ÖRGÜTSÜZ İŞÇİLERLE BULUŞACAĞIZ
Abdullah Akbaş (İşyeri Temsilcisi):
Bu 74 günde çok şey öğrendik; patronların, polisin bize karşı tavırlarını gördük. Cop yemeyi de biber gazını da öğrendik. Devletin çocuklara biber gazı sıktığını gördük, öğrendik. Ama hepsinden önemlisi, birlik olunca neleri başardığımızı öğrendik, mücadeleyi öğrendik, işçi sınıfının ne demek olduğunu öğrendik. Bundan sonra bir heyet oluşturup başka fabrikalarda çalışan işçi arkadaşların evlerine giderek, kahvelere giderek onlara mücadeleyi anlatmalıyız, onlara örgütlenme çağrısı yapmalıyız, yol göstermeliyiz.

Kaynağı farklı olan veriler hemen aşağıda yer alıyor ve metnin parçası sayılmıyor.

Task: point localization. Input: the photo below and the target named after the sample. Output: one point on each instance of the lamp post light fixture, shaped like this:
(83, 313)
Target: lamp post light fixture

SENDİKAYI SENDİKA YAPAN İŞÇİDİR
Aziz Özdemir (Grev Komitesi Üyesi):
Biz birliğimizin bozulmayacağını biliyorduk ve başaracağımızdan emindik. Diğer fabrikalarda çalışan işçi arkadaşlara şunu söylemek istiyorum. En kötü sendika sendikasız olmaktan iyidir. Zaten sendikayı da sendika yapacak olan işçidir. İşçi bilinçli olursa, sendikasına sahip çıkarsa, mesele biter. Bizim üyesi olduğumuz DİSK Tekstil Sendikası kötü bir sendika değil. Örgütlenmek isteyen bütün işçilere sendikamızla beraber bizler de sahip çıkmaya hazırız.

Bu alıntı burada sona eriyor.